Next Generation Aqueous Two-Phase System for Gentle, Effective, and Timely Extracellular Vesicle Isolation and Transcriptomic Analysis

Abstract

The isolation of extracellular vesicles (EVs) using currently available methods frequently compromises purity and yield to prioritize speed. Here, we present a next-generation aqueous two-phase system (next-gen ATPS) for the isolation of EVs regardless of scale and volume that is superior to conventional methods such as ultracentrifugation (UC) and commercial kits. This is made possible by the two aqueous phases, one rich in polyethylene glycol (PEG) and the other rich in dextran (DEX), whereby fully encapsulated lipid vesicles preferentially migrate to the DEX-rich phase to achieve a local energy minimum for the EVs. Isolated EVs as found in the DEX-rich phase are more amenable to biomarker analysis such as nanoscale flow cytometry (nFC) when using various pre-conjugated antibodies specific for CD9, CD63 and CD81. TRIzol RNA isolation is further enabled by the addition of dextranase, a critical component of this next-gen ATPS method. RNA yield of next-gen ATPS-isolated EVs is superior to UC and other commercial kits. This negates the use of specialized EV RNA extraction kits.

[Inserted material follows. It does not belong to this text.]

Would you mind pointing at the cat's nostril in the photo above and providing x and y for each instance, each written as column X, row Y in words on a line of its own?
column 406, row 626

The use of dextranase also enables more accurate immunoreactivity of pre-conjugated antibodies for the detection of EVs by nFC. Transcriptomic analysis of EVs isolated using the next-gen ATPS revealed a strong overlap in microRNA (miRNA), circular RNA (circRNA) and small nucleolar RNA (snoRNA) profiles with EV donor cells, as well as EVs isolated by UC and the exoRNeasy kit, while detecting a superior number of circRNAs compared to the kit in human samples. Overall, this next-gen ATPS method stands out as a rapid and highly effective approach to isolate high-quality EVs in high yield, ensuring optimal extraction and analysis of EV-encapsulated nucleic acids.